Правда, деньги тут же были перехвачены медсестрой.

— Я сама отнесу и талон выбью, который нужно. Не беспокойтесь, — сказала она то ли больному, то ли врачу. Обоим стало понятно, что до кассы деньги не дойдут.

— Из лекарств — обычный анальгин, не травите себя всякой гадостью, — вещал Андреевич, —Назначат БАД на полгода, потом интересуются «Помогает? Ах, не помогает? Ещё полгодика попейте! Да покупайте только в той аптеке». А кому-то (кто назначил) помогает: каждый месяц за кэшбэком в эту аптеку бегают.

— Так вам, полагаю, диспансерных душ надобно? — обратился к Владимиру врач-гора. —Заходите на недельке. Элизавета Павловна журнал диспансерных подготовит. Договоримся.

Вовка удалился и пошел дальше по поликлиническому коридору. В открытом кабинете за столом сидела смазливая медсестра.

— Заходите, доктор! —пригласила она Владимира, привстав со стула так, что он увидел дно её декольте.

Владимир зашёл.

Из-за ширмы вывалилась и с грохотом упала на пол обнаженная фигура в черных трусах.

— Это наш окулист Семён Спиридонович, знакомьтесь. Только что с профосмотра приехал, — девица выпорхнула из-за стола и вдвоем они переложили тело на кушетку. Дно декольте показалось снова.

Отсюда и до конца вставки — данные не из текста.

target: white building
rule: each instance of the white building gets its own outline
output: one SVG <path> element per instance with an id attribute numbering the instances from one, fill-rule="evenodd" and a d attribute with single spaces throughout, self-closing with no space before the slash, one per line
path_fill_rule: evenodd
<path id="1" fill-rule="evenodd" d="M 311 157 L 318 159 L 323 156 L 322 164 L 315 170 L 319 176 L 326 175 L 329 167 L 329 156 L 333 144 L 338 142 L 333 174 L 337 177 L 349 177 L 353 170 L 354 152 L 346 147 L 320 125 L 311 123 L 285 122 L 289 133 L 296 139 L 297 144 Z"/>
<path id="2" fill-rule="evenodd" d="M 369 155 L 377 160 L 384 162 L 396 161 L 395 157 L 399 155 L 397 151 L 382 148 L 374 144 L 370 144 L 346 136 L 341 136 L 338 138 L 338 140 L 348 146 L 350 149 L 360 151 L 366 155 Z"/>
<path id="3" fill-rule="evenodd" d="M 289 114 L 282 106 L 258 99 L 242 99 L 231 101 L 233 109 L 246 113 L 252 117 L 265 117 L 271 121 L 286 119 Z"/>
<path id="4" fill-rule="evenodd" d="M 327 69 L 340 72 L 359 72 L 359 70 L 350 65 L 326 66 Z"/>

— Устал. Отдохнет, обязательно заходите, — и невзначай коснулась тем, что было спрятано в декольте. Вовка не отреагировал и получил злобный взгляд. В кабинете стояла смесь запаха женских духов и перегара.

Не успели остатки этого шлейфа раствориться в других специфических медицинских запахах, к которым нет никакой возможности привыкнуть хоть сколько-нибудь чувствительному носу, как сквознячок принёс с лестничного проема запах формалина. Владимир пошел на этот запах. «Патологоанатомическое отделение» — прочитал Вовка, спускаясь в подвал. Постучал в дверь с табличкой.

Дверь открыла фигура в халате не первой свежести, в больничных тапках на босу ногу. «Уборщица», — решил Вовка и спросил:

— Мне бы заведующего, или врача.

— Заходите, молодой специалист, я о вас наслышан. Зав отделением ищите? Так я и есть — заведующий! — ответила фигура в халате, — Душкин моя фамилия.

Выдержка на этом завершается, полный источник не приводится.